Presence of mind or call it wicked spontaneity, I took over the pan, much to the bewilderment of the wok chef at the next table, gave him a “can I” look, nodded a permission, turned around and said sorry to keep you all waiting, but I am a chef too (yes, they need not have known I was a chef at home) and what would they prefer while I waited for my penne. A little skeptical someone murmured red sauce with “any” pasta (stressing on the word any, lest I sent another person running off to get it) I turned up the heat, throwing in the ingredients which usually go well with the marinara, and whipped up pasta for the hungry fans now virtually salivating but still eager to get back at their seats. By the time I was done tossing up this dish making quite a spectacle of myself (in a good way) the penne wielding chef returned, looking awfully apologetic and shocked at my intrusion. I spooned out the marinara sauced pasta to the others, held out my hand to the chef, thanked him and requested him to proceed with my pasta.

With the air of an ego massaged kick, I walked off to my table, to receive accolades from the others and a VIP treatment from the chefs in waiting. This was a moment I would cherish for a long time…it did add a bit of spice to my life!

A spontaneous summer gourmet dish I created out of pure love for pasta, but this time chilled and in the form of salad, accompanied by an equally cool summer inspired accompaniment – a chilled shot of cucumber yoghurt soup. I am sure you would love to whip up this combination – spontaneously.

Ingredients:

For the pasta salad

  • 1 cup Baby Farfelle
  • ½ cup Red, Yellow and Green Bell Peppers (thinly sliced)
  • 1 Large Fresh Red Chili (sliced in thin roundels)
  • 4 nos Black Olives (sliced in thin roundels)

For the dressing

  • ½ cup Mayonnaise
  • 2 tablsp Olive Oil
  • 1 tsp Yellow Mustard Sauce (prepared fresh)
  • 1 tsp White Wine Vinegar
  • 1 tsp Worcestershire Sauce
  • 1 tsp Powdered Sugar
  • A pinch of dried mint
  • Salt and Freshly Crushed Black Peppercorns to taste

Whip all the ingredients of the dressing in a glass bowl, refrigerate to chill. Prepare the pasta in a hot pot of water till al dente (about six minutes) and toss with some olive oil, leave in the colander to cool. Once cooled, toss in the peppers, chillies and olives, add the dressing one spoon at a time (you might just use half of it, the other half can be safely stowed away in your refrigerator for over a week) and give the salad a good toss. Serve Cold with Cucumber Yoghurt Soup.

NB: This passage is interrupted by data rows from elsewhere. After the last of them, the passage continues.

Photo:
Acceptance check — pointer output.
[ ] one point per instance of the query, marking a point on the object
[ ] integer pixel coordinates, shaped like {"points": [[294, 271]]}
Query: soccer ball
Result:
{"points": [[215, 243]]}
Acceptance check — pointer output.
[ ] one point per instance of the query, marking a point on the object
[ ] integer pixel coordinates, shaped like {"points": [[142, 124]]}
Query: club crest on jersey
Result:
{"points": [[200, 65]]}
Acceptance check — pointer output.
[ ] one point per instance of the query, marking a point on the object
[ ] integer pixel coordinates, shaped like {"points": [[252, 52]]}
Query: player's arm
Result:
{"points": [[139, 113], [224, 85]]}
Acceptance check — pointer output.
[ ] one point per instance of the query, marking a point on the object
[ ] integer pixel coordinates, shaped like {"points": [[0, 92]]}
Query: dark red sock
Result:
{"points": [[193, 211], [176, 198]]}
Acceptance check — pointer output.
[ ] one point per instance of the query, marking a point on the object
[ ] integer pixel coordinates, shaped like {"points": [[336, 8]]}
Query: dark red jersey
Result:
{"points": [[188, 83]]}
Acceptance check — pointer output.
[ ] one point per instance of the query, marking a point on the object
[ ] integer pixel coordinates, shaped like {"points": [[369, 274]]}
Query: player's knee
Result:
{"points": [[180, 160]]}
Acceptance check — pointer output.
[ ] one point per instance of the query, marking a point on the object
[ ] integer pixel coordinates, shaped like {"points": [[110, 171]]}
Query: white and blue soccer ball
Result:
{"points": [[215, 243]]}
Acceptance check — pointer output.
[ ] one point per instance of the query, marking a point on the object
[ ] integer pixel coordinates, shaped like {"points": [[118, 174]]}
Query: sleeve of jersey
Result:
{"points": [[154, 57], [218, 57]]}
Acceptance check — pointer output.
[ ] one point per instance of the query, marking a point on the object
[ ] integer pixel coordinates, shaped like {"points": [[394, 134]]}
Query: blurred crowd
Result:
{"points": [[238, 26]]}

For the Cucumber Yoghurt Soup

  • 1 large Cucumber
  • 1 cup Hung Curd (whisked well) and chilled
  • 1 tsp Olive Oil
  • 1 tablsp Fresh Dill (snipped)
  • A small handful of coriander or parsley (finely chopped)
  • Few leaves mint (finely chopped)
  • A pinch of Garlic Salt (or garlic powder with a little salt)
  • Freshly cracked pepper to taste

Cut about ¼ of the cucumber with the skin on into small cubes, keep aside. Peel the rest of the cucumber, deseed as much as you can and cut into tiny rough pieces. Place them in a colander and sprinkle a little garlic salt, place in the refrigerator with a bowl beneath the colander once the water has drained out, place the cucumber with the rest of the ingredients in a blender. Give it a good whir and pour out into small shot glasses. Garnish with cucumber cubes and serve chilled with cold pasta salad.